Trends in migration and the general population decline in Black Belt counties continued into the twentieth century. Between 1910 and 2000, the population in Alabama’s 67 counties increased just over 108 percent. In the same period, population in the 17 traditional Black Belt counties increased less than one percent. If Montgomery County figures are removed from the statistic, population declined slightly more than 30 percent in the remaining 16 counties. A more recent census estimate in 2010 indicates that the proportion of all Alabamians residing in the 17 traditional Black Belt counties has plummeted to about 12 percent. If the largely urbanized populace of Montgomery County, no longer considered a Black Belt county, is removed from the 2006 statistic, the resulting proportion becomes only about 7 percent.

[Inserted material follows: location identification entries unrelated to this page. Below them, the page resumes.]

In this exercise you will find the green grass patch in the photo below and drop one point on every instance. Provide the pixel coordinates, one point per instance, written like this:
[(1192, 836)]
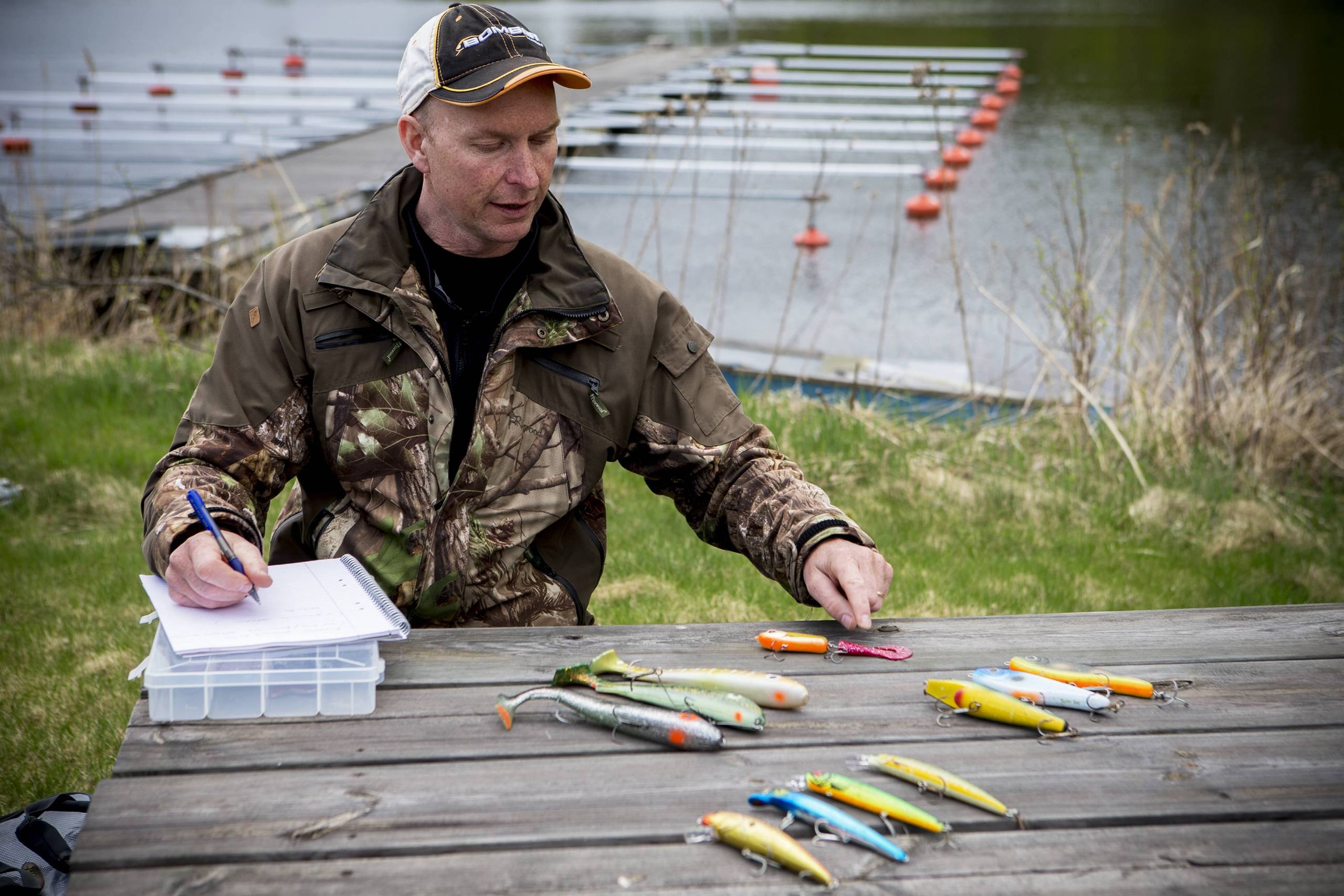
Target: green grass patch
[(1026, 518)]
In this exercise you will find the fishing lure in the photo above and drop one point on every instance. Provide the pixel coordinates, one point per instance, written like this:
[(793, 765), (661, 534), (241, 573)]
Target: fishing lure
[(1088, 678), (780, 641), (983, 703), (934, 779), (761, 842), (722, 708), (1043, 692), (823, 815), (762, 688), (870, 798), (682, 730)]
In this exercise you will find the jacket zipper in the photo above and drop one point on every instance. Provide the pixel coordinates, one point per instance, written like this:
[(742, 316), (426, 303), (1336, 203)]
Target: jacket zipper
[(354, 336), (536, 558), (601, 549), (579, 376)]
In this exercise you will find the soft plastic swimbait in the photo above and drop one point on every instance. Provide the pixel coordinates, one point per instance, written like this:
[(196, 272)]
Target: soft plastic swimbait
[(762, 688), (1088, 678), (874, 800), (762, 842), (983, 703), (1043, 692), (722, 708), (820, 813), (680, 730), (928, 777)]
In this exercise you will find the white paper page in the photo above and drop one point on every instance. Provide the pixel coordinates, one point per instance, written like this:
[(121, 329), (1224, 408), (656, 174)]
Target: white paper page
[(316, 602)]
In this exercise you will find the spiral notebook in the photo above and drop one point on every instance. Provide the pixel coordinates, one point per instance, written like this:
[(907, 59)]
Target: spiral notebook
[(310, 604)]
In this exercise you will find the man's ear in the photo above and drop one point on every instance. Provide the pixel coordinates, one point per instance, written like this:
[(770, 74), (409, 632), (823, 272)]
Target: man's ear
[(413, 141)]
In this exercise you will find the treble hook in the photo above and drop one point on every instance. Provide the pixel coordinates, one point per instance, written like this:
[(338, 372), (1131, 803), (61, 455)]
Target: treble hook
[(1046, 736), (1168, 699)]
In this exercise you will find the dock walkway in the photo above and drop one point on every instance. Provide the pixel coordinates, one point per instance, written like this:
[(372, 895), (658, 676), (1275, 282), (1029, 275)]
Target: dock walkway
[(1241, 790)]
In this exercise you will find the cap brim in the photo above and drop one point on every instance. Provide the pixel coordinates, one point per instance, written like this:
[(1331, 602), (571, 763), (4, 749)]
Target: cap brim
[(500, 77)]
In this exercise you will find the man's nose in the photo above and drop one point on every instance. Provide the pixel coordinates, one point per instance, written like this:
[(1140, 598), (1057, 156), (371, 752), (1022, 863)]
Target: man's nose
[(522, 170)]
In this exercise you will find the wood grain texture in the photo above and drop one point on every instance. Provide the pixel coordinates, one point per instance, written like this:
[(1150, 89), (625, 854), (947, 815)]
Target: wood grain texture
[(1244, 789), (870, 711), (1159, 858), (490, 804)]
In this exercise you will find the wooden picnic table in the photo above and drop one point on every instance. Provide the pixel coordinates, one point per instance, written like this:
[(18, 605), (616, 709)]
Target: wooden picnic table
[(430, 794)]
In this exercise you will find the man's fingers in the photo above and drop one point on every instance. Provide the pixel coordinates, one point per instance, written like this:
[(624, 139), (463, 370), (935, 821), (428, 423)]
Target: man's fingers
[(824, 592), (253, 563)]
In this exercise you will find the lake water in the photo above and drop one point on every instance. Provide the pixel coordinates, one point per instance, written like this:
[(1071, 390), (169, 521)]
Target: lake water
[(1093, 68)]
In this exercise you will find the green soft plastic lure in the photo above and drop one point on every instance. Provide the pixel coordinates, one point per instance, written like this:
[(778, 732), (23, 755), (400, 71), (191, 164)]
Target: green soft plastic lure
[(762, 688), (874, 800), (722, 708)]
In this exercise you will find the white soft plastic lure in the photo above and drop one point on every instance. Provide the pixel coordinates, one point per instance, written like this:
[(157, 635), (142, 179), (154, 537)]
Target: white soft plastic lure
[(1043, 692)]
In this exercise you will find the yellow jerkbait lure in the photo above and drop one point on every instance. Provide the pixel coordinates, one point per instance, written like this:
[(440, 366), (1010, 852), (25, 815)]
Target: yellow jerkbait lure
[(928, 777), (762, 841), (983, 703)]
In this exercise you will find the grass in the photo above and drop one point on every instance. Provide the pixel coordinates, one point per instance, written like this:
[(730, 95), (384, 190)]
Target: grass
[(1026, 518)]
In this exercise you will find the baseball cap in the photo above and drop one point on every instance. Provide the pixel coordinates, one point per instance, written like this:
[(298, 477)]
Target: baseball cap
[(469, 54)]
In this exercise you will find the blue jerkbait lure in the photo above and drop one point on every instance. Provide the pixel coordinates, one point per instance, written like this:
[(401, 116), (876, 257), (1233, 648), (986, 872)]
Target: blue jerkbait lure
[(812, 809)]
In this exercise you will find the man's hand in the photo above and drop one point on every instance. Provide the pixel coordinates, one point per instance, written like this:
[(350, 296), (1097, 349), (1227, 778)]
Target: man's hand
[(200, 577), (848, 581)]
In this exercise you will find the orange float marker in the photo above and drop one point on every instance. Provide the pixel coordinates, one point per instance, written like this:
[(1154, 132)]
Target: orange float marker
[(940, 179), (984, 119), (971, 138), (956, 156), (924, 207)]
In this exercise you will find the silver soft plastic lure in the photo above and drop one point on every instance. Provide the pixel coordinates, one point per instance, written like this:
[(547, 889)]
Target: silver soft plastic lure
[(680, 730)]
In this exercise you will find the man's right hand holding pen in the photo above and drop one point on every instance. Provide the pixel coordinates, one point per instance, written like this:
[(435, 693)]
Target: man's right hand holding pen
[(200, 577)]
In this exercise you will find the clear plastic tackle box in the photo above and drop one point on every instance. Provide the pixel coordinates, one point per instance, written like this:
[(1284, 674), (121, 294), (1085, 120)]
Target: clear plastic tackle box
[(332, 680)]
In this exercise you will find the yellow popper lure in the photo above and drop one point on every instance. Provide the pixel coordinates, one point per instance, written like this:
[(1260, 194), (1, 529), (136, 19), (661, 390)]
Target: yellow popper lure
[(983, 703), (1097, 679), (934, 779), (875, 800), (761, 841)]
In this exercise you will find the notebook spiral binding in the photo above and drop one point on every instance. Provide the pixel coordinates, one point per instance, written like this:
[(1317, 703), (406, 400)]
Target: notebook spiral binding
[(374, 592)]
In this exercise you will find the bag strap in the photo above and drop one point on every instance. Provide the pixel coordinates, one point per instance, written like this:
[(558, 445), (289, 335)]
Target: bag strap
[(42, 837)]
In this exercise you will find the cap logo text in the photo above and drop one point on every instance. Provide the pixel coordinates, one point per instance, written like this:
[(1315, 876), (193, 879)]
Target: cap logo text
[(518, 31)]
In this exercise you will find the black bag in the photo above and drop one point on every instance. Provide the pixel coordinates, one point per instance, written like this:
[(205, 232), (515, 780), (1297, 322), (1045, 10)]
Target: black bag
[(35, 846)]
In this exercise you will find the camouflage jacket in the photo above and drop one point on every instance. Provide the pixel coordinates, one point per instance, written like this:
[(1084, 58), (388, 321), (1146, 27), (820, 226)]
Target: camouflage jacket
[(330, 368)]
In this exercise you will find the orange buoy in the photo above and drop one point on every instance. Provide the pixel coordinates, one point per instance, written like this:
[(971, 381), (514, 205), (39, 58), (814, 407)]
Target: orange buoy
[(985, 119), (956, 157), (971, 138), (811, 238), (924, 207), (940, 179)]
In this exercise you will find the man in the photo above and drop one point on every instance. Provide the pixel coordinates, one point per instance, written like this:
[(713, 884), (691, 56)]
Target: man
[(448, 373)]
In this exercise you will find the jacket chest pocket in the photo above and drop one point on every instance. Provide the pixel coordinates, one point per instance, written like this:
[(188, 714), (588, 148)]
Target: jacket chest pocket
[(582, 385)]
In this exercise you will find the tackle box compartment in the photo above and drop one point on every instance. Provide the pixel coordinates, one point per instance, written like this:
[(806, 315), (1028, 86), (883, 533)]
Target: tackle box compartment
[(330, 680)]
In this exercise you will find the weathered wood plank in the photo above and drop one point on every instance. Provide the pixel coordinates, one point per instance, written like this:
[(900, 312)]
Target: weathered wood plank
[(438, 724), (652, 797), (1172, 637), (1160, 856)]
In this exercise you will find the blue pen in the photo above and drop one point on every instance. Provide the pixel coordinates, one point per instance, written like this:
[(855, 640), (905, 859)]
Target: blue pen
[(203, 515)]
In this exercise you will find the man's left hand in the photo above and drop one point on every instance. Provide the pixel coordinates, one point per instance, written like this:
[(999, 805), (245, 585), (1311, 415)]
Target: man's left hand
[(848, 581)]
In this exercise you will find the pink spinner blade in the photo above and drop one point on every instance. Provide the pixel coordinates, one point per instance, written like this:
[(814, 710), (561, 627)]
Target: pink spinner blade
[(887, 652)]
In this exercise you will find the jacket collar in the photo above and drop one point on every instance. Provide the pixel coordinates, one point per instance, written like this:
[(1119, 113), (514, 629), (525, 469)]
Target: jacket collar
[(374, 253)]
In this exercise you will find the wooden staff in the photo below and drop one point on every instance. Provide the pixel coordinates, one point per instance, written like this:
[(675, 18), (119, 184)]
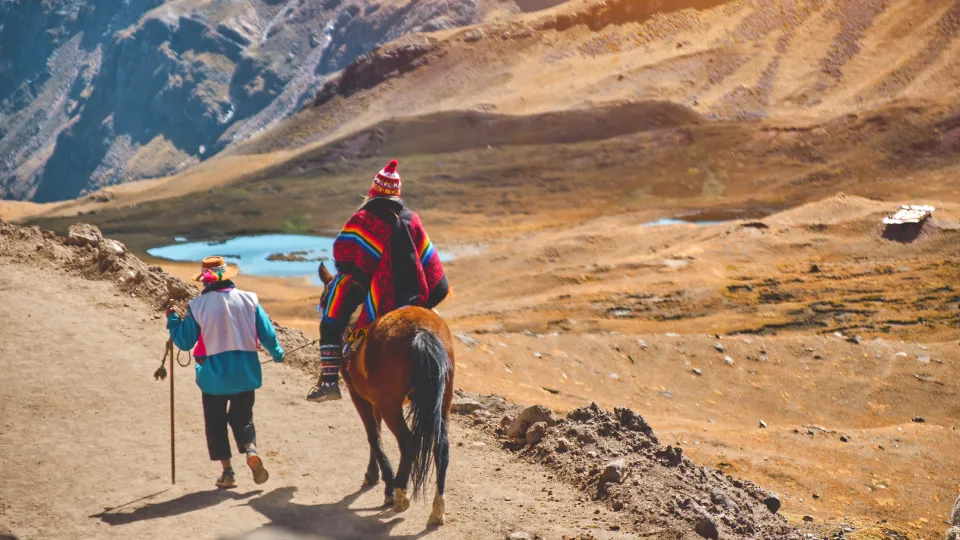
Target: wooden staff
[(173, 444)]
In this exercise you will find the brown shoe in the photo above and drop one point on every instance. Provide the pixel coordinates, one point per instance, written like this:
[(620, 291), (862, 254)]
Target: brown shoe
[(260, 474)]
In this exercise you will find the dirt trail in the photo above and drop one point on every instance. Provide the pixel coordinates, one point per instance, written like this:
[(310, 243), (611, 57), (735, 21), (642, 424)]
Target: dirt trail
[(84, 429)]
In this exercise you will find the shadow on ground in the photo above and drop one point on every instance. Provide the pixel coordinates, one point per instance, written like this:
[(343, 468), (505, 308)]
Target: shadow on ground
[(288, 519), (184, 504), (337, 521)]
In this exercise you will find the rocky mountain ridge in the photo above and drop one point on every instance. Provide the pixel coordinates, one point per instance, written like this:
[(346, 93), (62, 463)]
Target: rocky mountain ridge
[(115, 91)]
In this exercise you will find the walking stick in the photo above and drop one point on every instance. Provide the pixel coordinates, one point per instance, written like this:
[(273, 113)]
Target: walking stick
[(160, 374), (173, 444)]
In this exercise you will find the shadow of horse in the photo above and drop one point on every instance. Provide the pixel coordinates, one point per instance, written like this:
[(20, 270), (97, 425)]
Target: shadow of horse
[(336, 521), (184, 504)]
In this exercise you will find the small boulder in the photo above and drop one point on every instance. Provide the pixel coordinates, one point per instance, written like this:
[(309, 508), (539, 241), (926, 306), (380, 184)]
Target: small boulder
[(707, 527), (177, 289), (615, 472), (721, 499), (531, 415), (473, 35), (772, 502), (113, 247), (463, 405), (536, 433), (83, 234)]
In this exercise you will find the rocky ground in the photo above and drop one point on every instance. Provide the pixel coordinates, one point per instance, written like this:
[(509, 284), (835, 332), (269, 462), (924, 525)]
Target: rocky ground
[(608, 466)]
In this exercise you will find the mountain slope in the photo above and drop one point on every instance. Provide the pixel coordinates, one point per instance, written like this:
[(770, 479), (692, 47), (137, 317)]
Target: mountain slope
[(118, 90)]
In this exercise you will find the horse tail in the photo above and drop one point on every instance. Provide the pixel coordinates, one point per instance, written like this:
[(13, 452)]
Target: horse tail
[(431, 366)]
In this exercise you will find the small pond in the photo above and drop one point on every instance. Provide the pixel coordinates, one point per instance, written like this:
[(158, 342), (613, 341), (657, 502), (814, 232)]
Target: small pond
[(674, 221), (275, 255)]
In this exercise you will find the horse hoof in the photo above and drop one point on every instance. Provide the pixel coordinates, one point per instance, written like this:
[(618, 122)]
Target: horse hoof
[(400, 500), (436, 517)]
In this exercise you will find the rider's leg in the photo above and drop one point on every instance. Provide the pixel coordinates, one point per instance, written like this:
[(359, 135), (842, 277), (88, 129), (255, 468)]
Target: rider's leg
[(344, 298)]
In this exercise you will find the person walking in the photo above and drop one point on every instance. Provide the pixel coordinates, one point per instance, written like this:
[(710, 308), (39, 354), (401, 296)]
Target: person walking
[(225, 324)]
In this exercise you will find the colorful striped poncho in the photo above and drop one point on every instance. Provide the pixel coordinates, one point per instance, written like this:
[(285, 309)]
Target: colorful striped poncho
[(364, 255)]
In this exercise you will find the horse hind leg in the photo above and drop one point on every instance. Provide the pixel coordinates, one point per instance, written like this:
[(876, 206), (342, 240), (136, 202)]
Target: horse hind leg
[(441, 453), (372, 427), (396, 423), (386, 469)]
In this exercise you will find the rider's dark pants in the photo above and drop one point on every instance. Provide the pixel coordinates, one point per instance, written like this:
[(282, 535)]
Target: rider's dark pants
[(344, 298)]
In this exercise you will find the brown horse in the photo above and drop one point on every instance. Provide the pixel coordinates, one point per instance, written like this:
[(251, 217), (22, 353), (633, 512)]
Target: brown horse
[(407, 355)]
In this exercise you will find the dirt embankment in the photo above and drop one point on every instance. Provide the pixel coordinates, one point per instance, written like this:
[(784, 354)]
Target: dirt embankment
[(636, 485)]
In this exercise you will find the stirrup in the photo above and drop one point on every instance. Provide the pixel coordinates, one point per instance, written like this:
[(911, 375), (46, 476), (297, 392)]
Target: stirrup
[(324, 392)]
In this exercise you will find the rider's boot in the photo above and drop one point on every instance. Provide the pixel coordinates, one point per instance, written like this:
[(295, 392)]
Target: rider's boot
[(328, 387)]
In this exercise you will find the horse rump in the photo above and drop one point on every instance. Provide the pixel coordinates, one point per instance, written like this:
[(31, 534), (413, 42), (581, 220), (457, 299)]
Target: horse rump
[(431, 367)]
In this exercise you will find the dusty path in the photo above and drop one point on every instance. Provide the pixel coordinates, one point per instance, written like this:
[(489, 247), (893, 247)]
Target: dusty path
[(83, 428)]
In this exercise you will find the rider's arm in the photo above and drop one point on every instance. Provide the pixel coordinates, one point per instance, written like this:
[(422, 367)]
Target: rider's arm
[(439, 293), (268, 336), (184, 333)]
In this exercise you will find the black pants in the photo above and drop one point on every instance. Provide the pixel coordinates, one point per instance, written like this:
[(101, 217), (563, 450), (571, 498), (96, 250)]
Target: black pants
[(331, 332), (216, 416)]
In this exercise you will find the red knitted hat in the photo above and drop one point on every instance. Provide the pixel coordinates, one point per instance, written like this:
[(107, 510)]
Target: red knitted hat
[(387, 181)]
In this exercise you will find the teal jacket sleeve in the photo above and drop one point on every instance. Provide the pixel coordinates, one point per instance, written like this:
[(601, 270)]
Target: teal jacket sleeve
[(184, 333), (268, 336)]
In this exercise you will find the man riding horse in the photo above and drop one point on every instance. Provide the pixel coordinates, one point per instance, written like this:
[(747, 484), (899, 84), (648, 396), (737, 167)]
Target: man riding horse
[(384, 261)]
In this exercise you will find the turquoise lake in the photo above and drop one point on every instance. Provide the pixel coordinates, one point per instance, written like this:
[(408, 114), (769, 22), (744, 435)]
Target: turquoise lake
[(250, 253)]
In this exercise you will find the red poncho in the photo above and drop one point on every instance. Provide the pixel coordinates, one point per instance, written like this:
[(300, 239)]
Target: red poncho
[(364, 254)]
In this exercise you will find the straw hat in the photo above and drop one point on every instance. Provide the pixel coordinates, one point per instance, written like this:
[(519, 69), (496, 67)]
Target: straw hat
[(216, 266)]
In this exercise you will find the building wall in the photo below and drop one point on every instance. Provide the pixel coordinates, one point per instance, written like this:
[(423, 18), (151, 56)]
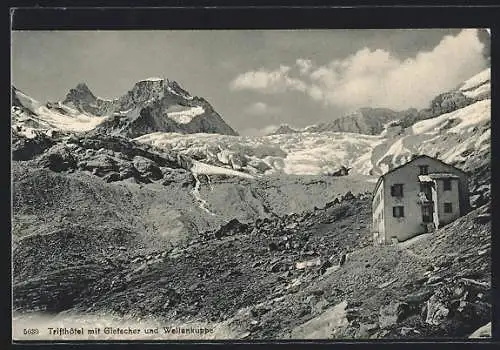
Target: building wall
[(447, 197), (378, 216), (410, 224)]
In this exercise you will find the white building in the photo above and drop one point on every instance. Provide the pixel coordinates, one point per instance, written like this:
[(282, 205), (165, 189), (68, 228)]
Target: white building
[(417, 197)]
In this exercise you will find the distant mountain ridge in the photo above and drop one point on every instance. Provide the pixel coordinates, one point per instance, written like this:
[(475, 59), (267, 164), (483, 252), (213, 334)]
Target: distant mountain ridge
[(152, 105)]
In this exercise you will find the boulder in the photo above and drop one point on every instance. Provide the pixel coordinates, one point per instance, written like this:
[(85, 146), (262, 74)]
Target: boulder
[(147, 168), (348, 196), (437, 310), (58, 158), (392, 313), (260, 165), (482, 332)]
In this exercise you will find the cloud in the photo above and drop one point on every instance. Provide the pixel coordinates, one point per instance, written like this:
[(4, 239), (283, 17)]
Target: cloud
[(272, 81), (261, 108), (304, 65), (377, 78)]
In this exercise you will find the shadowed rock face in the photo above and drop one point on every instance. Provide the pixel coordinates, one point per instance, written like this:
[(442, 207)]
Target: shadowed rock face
[(146, 108)]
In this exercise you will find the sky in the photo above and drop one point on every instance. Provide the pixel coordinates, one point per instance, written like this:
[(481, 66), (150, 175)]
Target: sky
[(257, 79)]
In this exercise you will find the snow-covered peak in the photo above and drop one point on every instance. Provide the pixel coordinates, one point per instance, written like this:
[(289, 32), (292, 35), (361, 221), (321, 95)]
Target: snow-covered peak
[(477, 80), (153, 79)]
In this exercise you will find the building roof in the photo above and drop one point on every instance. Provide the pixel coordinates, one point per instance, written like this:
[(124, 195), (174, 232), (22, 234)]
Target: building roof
[(404, 164), (431, 177)]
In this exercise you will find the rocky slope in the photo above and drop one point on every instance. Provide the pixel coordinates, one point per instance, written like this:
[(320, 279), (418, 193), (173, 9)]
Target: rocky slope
[(281, 278), (244, 234)]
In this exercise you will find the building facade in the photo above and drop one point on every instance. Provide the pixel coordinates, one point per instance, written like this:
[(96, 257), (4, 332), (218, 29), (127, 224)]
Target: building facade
[(417, 197)]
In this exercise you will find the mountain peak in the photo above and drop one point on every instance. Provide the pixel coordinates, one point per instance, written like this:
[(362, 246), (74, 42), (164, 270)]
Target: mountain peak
[(80, 93)]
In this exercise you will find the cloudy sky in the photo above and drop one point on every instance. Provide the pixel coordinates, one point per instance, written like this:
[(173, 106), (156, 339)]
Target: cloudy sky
[(257, 79)]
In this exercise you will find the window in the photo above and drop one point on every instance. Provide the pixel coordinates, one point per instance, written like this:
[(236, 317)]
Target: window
[(448, 208), (447, 185), (397, 190), (424, 169), (398, 212), (427, 213)]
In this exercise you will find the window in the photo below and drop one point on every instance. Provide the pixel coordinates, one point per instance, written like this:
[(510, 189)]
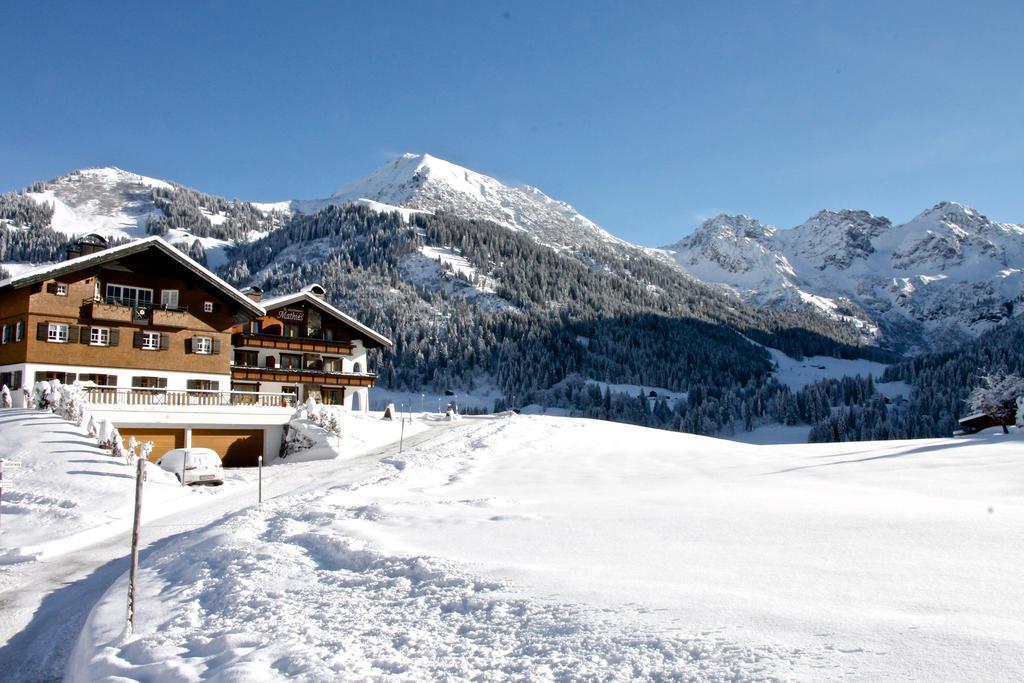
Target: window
[(247, 358), (64, 378), (99, 380), (332, 396), (151, 384), (129, 296), (56, 333), (99, 337), (169, 299), (202, 345)]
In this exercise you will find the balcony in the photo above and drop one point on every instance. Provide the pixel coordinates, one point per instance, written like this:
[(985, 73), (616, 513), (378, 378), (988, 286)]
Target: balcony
[(300, 376), (113, 309), (308, 344), (173, 397)]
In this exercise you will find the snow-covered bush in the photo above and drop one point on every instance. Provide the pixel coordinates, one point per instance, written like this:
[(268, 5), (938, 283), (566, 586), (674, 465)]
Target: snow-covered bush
[(40, 395), (997, 397), (73, 403), (104, 433), (314, 426), (145, 450)]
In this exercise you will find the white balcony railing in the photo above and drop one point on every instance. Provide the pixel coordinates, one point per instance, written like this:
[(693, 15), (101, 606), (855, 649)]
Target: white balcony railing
[(174, 397)]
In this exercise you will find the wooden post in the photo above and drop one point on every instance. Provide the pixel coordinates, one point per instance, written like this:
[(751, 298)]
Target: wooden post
[(132, 572)]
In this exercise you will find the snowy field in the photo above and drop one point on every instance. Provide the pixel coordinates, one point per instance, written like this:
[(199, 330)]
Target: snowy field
[(67, 515), (539, 548)]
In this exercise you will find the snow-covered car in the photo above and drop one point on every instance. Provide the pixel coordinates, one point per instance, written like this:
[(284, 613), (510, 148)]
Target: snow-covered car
[(198, 465)]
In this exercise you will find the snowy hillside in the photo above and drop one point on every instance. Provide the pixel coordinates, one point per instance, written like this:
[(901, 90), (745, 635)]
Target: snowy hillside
[(945, 275), (422, 181), (556, 549)]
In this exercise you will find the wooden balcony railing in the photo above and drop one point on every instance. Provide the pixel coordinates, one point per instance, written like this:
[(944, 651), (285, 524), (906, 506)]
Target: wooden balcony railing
[(174, 397), (307, 344)]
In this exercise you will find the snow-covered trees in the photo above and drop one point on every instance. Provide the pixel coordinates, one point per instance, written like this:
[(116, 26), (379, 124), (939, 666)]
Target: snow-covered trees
[(996, 397)]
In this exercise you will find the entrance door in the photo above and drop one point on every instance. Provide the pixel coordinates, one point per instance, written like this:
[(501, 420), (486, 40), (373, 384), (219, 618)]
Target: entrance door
[(169, 299)]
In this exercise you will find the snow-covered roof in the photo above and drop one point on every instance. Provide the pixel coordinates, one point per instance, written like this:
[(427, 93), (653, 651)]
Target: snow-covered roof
[(74, 264), (305, 295)]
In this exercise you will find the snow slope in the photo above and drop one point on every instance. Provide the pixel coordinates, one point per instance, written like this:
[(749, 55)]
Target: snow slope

Gee’s Bend Cooperative Store One of the defining cultural traits for a county’s inclusion in the various models of Alabama’s Black Belt is an African American population at or above 50 percent. The existence of a high percentage of African Americans residing in Black Belt counties is in some ways a relic of the plantation system of agriculture, which influenced settlement of the region in the nineteenth century. The number of African Americans living in the Black Belt totaled about 38 percent of the population in 1820. By 1860, it had increased to about 64 percent and later to an all-time high of approximately 73 percent in 1900. Since that time, the proportion of African Americans residing in the region has steadily declined to 43.72 percent in 2000. The Black Belt Action Committee’s 12-county designation may more accurately embody the heartland of Alabama’s Black Belt region. In 1900, the proportion of African Americans residing in those 12 counties was 79.09 percent. Throughout the first half of the twentieth century, African Americans residing in the committee’s 12 counties exceeded 70 percent. By 2010, this amount had dropped to 49.82 percent.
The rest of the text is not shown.